Confusion circulated through the Buffalo Chips headquarters when a usually reliable staff writer published an atypical, potentially Dada-inspired piece to the e-magazine’s website. The piece is entitled “The Saguaro Cactus and the Very Early Morning Talk Show”. A freelance editor asked the aforementioned staff writer if they “were high” when they wrote the piece. The staff writer insisted they weren’t. “Well,” the freelance editor continued, “reading it made me feel like I was on mushrooms.” The aforementioned staff writer replied, “Nothing can make you feel anything, you victim,” and scoffed in response to the freelance editor’s criticisms.

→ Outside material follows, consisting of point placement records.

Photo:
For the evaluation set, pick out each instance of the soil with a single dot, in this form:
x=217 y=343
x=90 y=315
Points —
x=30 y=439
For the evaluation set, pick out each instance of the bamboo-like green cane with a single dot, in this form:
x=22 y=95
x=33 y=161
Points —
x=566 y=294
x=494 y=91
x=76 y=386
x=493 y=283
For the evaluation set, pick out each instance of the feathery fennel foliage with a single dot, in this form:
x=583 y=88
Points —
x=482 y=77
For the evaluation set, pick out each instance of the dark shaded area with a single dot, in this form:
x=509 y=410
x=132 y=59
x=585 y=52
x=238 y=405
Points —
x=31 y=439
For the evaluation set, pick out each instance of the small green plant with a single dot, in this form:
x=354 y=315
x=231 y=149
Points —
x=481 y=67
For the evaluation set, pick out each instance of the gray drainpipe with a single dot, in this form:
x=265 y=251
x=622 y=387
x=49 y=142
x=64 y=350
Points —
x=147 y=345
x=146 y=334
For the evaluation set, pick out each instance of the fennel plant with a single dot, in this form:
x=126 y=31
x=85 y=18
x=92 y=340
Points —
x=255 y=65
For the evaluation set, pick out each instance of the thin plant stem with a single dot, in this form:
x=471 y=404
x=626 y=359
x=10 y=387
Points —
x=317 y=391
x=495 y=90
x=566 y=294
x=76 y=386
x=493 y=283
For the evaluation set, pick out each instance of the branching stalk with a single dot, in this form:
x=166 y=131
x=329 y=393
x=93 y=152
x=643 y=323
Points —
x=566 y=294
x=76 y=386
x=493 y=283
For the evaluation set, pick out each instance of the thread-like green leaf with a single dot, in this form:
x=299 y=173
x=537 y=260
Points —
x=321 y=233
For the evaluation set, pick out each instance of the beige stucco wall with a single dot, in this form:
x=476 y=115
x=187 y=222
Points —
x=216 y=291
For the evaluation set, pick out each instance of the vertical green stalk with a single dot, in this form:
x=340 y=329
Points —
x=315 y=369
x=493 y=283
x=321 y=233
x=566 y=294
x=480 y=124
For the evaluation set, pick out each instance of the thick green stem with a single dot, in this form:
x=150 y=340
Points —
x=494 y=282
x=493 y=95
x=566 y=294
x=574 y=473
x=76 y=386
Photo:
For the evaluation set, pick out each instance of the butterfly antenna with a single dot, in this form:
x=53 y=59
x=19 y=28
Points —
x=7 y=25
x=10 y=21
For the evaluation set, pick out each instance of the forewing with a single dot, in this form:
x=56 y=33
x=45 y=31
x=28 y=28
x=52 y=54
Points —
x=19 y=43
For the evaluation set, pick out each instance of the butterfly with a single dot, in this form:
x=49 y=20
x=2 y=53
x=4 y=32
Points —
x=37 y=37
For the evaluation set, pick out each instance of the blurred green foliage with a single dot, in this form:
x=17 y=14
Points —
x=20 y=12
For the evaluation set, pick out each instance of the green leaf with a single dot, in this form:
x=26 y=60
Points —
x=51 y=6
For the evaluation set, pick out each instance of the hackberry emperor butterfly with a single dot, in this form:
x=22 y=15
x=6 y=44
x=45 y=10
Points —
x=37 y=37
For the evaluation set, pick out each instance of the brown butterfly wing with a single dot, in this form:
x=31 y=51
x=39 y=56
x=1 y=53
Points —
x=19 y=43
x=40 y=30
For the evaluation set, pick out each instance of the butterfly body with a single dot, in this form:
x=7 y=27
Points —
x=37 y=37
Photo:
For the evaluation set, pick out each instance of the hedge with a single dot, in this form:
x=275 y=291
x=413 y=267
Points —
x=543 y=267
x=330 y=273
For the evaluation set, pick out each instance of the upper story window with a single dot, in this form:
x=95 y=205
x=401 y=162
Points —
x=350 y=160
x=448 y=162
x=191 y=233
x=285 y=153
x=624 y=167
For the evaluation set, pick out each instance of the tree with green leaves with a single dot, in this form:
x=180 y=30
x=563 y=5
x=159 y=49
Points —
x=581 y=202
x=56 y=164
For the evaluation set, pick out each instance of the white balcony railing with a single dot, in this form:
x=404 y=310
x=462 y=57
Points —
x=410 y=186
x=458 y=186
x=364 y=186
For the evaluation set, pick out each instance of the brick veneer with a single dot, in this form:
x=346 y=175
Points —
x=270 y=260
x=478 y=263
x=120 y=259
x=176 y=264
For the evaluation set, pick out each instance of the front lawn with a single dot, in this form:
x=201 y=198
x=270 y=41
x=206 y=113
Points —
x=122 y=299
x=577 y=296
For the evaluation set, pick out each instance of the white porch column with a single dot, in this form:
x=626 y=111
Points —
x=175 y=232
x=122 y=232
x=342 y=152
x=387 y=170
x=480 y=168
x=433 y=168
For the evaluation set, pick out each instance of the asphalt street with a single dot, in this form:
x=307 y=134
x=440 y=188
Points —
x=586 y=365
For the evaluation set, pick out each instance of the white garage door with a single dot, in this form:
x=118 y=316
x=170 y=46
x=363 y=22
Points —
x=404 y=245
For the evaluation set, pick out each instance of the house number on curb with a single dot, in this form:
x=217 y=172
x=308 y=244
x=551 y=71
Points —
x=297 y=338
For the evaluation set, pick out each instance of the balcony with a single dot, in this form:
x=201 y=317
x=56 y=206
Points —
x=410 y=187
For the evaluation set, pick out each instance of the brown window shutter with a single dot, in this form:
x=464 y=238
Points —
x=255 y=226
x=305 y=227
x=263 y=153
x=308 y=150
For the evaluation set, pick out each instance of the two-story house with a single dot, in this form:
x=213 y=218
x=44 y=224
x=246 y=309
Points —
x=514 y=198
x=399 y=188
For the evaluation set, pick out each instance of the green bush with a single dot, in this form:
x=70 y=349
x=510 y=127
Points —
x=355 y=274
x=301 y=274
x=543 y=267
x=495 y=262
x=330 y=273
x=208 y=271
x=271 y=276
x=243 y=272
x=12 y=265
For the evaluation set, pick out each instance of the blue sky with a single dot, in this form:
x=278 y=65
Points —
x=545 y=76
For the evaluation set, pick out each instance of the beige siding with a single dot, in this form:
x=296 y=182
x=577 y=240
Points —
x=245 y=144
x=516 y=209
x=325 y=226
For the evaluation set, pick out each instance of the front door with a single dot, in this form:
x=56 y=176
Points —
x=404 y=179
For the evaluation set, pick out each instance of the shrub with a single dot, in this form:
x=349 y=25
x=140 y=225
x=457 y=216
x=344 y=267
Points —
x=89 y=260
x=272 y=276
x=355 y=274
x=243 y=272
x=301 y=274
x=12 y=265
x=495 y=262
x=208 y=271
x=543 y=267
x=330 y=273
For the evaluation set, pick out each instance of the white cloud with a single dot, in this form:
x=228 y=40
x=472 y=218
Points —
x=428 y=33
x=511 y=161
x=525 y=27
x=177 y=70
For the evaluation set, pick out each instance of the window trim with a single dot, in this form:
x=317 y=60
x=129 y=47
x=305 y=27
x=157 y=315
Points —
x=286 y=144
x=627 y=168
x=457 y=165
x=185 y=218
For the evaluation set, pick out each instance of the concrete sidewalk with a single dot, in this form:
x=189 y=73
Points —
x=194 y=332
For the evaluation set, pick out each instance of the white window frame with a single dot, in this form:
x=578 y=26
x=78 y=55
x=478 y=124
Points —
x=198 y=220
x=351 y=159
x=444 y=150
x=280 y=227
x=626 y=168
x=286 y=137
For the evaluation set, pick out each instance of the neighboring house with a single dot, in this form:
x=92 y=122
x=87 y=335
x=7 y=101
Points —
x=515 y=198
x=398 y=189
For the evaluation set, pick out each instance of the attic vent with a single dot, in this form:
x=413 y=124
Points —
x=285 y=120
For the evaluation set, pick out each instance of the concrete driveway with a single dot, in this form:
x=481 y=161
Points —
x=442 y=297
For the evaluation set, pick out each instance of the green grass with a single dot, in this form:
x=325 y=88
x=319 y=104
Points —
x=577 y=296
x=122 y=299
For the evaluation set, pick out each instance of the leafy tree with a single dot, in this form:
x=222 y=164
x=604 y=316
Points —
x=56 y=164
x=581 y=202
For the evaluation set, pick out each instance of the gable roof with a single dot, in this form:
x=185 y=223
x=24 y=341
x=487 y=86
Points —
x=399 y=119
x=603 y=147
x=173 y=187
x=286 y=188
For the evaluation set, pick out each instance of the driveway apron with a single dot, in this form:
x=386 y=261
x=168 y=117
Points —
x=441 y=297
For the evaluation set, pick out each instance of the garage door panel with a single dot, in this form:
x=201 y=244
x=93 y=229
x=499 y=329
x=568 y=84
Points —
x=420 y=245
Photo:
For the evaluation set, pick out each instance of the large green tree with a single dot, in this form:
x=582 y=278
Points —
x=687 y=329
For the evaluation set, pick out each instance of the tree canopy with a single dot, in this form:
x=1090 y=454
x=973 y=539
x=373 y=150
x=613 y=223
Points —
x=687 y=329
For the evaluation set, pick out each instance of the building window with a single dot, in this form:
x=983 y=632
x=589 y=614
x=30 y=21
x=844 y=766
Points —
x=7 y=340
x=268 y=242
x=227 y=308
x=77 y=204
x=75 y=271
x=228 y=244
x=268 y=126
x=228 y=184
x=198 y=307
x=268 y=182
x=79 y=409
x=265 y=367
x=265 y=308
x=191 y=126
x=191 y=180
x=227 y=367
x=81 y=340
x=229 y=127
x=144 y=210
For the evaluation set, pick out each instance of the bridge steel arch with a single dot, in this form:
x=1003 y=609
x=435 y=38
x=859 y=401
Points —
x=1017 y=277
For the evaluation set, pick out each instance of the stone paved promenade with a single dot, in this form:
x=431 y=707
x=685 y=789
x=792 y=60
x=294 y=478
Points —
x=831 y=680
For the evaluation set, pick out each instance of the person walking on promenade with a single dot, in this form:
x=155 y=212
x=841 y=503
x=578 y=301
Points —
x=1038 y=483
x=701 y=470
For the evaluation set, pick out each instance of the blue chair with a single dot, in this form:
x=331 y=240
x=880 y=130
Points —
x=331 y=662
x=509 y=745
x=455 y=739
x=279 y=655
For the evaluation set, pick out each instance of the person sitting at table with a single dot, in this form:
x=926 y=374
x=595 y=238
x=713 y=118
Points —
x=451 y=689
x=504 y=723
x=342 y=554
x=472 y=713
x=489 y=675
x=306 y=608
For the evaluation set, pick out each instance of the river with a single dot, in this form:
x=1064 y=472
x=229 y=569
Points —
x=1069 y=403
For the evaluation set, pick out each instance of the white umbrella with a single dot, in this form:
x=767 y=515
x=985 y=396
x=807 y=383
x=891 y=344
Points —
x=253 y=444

In order to quell the backlash from and lend clarity to the way-way-out-in-left-field piece, Buffalo Chips is quoting, with the permission of its creator, a random respected reader’s written interpretation of “The Saguaro Cactus and the Very Early Morning Talk Show”. Buffalo Chips highly recommends reading the piece before reading the interpretation. The random respected reader’s interpretation is as follows:

“I understood the story, although I think it was oblique. The female saguaro cactus criticizes its lover, the male very early morning talk show, because of his predictability. I believe that’s a commentary on every human’s inherent limitations. Those limitations lead to each human’s repetitiveness to ensure audience approval, be that audience a literal audience or the metaphorical audience of friends, family, and/or a romantic partner. The saguaro cactus has discovered her partner may never break the patterns he’s developed to ensure his audience’s approval, and she realizes she can’t love him because of that fact. Ironically, she’s also at least vaguely aware of her own pattern of wielding her emotional power over the very early morning talk show. She knows she is no different than him, and desires an escape not only from him but from her own transparent habits. Hence her fleeting wish that “the spines she grew to protect herself from the outside world” would “turn around and prick her”. She believes that if she felt the pain from the wounds she inflicts on others, the resultant empathy may force her to change her reliance on emotional power-mongering. And yet, she doesn’t end her relationship with the very early morning talk show host. Her pattern is as multi-layered as him accepting her abuses.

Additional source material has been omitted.